Hyperscalers want wholesale architectural changes without paying for the capital equipment needed.
There’s never been more pressure on memory to meet the demands of new applications — everything from edge computing and the Internet of things (IoT) to increasingly smarter phones and smart cars. There’s also artificial intelligence (AI) and machine learning, both of which are becoming a big part of next-generation platforms being developed by the major hyperscale players — the Googles, Facebooks and Amazons of the world.

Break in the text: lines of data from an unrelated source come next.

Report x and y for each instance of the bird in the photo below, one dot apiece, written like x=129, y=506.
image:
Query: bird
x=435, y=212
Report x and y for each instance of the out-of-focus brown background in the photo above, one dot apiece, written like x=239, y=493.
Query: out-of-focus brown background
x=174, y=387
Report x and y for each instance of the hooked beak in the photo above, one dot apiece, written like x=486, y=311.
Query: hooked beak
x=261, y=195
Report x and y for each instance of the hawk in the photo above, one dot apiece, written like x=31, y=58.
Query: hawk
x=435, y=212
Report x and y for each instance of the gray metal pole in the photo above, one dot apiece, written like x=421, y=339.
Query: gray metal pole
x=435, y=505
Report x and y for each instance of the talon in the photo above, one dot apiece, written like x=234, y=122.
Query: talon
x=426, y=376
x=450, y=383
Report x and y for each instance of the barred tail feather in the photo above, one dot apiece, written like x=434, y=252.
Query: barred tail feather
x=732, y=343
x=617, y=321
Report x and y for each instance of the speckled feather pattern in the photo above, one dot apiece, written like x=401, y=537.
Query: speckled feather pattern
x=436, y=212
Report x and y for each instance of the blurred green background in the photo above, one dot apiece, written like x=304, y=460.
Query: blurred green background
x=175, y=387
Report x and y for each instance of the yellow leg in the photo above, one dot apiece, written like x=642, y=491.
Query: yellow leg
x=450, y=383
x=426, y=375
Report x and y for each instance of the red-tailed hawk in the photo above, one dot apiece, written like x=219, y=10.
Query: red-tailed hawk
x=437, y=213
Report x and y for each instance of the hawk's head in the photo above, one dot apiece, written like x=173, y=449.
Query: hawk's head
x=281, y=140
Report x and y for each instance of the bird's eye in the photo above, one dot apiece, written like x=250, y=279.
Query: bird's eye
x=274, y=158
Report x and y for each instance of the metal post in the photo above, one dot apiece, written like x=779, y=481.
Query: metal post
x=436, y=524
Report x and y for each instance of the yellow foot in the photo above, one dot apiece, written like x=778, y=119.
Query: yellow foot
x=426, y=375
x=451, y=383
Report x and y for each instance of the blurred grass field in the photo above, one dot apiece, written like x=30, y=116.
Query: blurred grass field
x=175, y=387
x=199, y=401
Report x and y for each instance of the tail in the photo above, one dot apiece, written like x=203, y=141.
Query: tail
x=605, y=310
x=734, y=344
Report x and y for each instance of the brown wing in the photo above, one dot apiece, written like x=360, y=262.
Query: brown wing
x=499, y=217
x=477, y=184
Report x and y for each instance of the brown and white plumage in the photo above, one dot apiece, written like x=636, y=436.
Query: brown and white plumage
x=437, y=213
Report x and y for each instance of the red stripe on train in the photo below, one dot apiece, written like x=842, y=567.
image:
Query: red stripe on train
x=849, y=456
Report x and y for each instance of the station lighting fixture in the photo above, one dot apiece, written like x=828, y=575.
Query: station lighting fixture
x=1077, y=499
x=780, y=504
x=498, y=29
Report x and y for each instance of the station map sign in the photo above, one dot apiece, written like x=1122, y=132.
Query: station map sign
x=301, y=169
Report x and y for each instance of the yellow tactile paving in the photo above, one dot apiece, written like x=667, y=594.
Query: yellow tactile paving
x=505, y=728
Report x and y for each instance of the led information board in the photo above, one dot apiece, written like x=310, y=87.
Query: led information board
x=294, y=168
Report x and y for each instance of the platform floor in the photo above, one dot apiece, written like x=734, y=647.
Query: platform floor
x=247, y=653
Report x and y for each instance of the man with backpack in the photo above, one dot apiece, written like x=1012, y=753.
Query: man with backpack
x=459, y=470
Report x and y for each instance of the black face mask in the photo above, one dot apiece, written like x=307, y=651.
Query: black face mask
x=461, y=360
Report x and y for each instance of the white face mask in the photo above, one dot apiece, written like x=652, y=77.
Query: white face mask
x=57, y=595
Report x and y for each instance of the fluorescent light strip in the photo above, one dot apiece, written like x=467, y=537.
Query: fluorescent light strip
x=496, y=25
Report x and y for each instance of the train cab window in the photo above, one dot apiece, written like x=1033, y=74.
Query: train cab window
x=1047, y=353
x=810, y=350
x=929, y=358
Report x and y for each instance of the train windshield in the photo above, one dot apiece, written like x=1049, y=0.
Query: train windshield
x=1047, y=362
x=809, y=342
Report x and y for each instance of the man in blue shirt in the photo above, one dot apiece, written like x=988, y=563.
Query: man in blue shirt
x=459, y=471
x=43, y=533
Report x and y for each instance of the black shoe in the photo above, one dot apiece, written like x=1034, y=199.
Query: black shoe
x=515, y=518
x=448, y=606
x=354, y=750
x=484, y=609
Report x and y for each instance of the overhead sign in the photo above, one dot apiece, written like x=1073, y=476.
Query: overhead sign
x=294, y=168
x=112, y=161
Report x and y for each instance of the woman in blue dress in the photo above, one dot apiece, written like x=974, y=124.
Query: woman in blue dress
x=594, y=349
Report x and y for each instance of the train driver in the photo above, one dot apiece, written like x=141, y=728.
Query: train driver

All of them are expecting a great deal of innovation from the broad electronics industry and the memory makers, whether it’s further improvements to incumbent memories such as DRAM and NAND flash — or making emerging memories that incorporate novel materials commercially viable as part memory devices for new computing architectures. But despite their deep pockets, it’s unlikely any of the companies will ever invest in manufacturing equipment to make their own memory devices, and they’re not interested in paying a premium price. If DRAM still does the job, they’re not going to pay five dollars more per device for an emerging memory because at this scale, it adds up quickly.
Jim Handy, principal analyst with Objective Analysis, said the clout hyperscalers have today is unprecedented; the closest historical analogy he could think of was the “enormous” buying power Apple had 15 to 20 years ago. However, the company was only looking for a minor change to a conventional computing architecture — one pin changed, for example — and expected that change for no extra charge. “They were more into taking existing computer architectures and then delivering them in a prettier way or more friendly way to their customers.”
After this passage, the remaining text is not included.